The WHO recognizes epilepsy as one of the most cost effective conditions to treat.15 Unfortunately, epilepsy often goes untreated altogether in low income countries.16 Effective medications are inexpensive and nonphysician primary healthcare workers can be trained to adequately treat the condition,17 but access still remains problematic.18 Furthermore, since non-physician primary healthcare workers in most low incomes regions are inadequately trained in epilepsy management, epilepsy cases presenting at the primary level often go unrecognized or are referred for higher level services where healthcare is substantially more costly. Furthermore, referrals for higher level services entail indirect costs (transportation, user fees) that are significant barriers for people with epilepsy who often already face marginal economic subsistence.11,19 Under these circumstances, patients and their families may choose to forego treatment altogether or seek care through locally available traditional healers.20,21
The cost of providing epilepsy care at the primary care level in Zambia is about $13.58–18.81 annually, which is quite comparable to the cost of epilepsy care provision at the primary care level in China based upon data from the China demonstration project which was $11.02–21.96.22 Importantly, the cost of reducing the epilepsy treatment gap in Zambia by providing epilepsy care at the primary healthcare level is quite modest compared to treatment for other common chronic conditions. For example, the annual drug cost alone for first line antiretroviral therapies in Zambia is $147.50–177.00 per patient annually.23 Estimates for other non-communicable conditions in Zambia are not available, but direct costs for diabetes care in Sudan are estimated to be $175/person/year.24 The necessary healthcare worker training programs and social marketing campaigns add only marginal additional costs and even including these expenses epilepsy care provision would be <$25.00 per person per year. Evidence suggests that these modest expenditures in epilepsy care could avert 150–650 disability-adjusted life years per 1,000,000 population.25
The potential fiscal benefits of decreasing the epilepsy treatment gap were not included in this analysis, but deserve consideration.

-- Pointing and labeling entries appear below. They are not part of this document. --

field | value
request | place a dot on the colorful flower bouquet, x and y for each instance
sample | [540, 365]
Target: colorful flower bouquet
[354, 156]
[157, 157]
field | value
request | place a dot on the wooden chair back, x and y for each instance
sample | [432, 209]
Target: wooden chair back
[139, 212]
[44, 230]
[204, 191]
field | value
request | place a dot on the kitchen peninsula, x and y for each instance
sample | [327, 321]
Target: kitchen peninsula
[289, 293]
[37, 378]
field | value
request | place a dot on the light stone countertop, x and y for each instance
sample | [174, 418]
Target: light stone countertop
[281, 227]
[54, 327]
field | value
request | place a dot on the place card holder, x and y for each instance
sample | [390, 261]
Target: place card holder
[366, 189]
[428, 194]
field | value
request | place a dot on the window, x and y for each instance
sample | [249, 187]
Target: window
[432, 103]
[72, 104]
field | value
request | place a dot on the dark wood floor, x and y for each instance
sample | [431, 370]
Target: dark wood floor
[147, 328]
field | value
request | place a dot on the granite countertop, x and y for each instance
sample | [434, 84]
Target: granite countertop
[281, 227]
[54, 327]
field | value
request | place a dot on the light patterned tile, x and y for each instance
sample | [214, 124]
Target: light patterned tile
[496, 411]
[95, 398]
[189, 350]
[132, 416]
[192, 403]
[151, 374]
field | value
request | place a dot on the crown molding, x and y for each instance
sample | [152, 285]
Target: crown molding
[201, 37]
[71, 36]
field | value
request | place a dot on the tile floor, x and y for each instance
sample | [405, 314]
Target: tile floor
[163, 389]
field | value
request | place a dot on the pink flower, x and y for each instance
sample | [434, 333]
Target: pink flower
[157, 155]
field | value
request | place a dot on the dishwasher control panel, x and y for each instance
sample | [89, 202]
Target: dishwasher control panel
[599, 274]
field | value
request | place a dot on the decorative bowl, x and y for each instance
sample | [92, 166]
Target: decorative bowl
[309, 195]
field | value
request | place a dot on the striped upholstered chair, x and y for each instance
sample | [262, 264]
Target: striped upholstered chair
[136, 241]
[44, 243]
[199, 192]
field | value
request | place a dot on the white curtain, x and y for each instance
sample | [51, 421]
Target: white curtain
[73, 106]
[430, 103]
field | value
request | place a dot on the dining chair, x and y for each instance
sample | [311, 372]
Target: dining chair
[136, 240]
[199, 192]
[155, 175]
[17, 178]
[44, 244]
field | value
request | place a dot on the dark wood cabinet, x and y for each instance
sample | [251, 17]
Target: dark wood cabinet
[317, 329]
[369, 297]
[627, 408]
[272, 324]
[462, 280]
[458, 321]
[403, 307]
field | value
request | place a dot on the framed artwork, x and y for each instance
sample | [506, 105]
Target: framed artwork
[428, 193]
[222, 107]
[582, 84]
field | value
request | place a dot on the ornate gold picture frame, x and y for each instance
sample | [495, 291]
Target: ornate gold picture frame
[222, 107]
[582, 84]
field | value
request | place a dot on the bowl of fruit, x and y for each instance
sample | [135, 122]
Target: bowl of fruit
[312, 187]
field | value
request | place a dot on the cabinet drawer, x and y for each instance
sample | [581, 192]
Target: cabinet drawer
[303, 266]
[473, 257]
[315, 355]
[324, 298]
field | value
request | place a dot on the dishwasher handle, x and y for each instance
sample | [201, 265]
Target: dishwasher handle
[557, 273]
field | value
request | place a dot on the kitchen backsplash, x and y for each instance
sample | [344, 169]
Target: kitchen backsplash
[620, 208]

In terms of savings to the healthcare sector, ample data indicate that people with untreated epilepsy experience high rates of seizure related injuries, especially burns.4,5,26 Although these individuals may not seek medical services for their epilepsy, they do bring their seizure-related injuries to medical attention.4 Furthermore, such burns may result in permanent disabilities.4,26 Recurrent seizures also result in lost educational opportunities,27 lost employment opportunities,19 and lost time from work for caregivers.19,28
The most cost effective means of improving epilepsy care will ultimately be to provide sufficient training to healthcare providers during their primary training as opposed to in-service training. Now that WHO-endorsed evidence-based guidelines for epilepsy care at the primary care level are available, implementation research is needed to assess the cost effectiveness and utility of epilepsy care - keeping in mind the standard of epilepsy care in most low income countries today is no care at all.
Conclusions
Evidence-based epilepsy care guidelines can be implemented in high gap, low income countries at a cost substantially less than that of other common chronic conditions, even when including the cost of healthcare worker training and social marketing campaigns.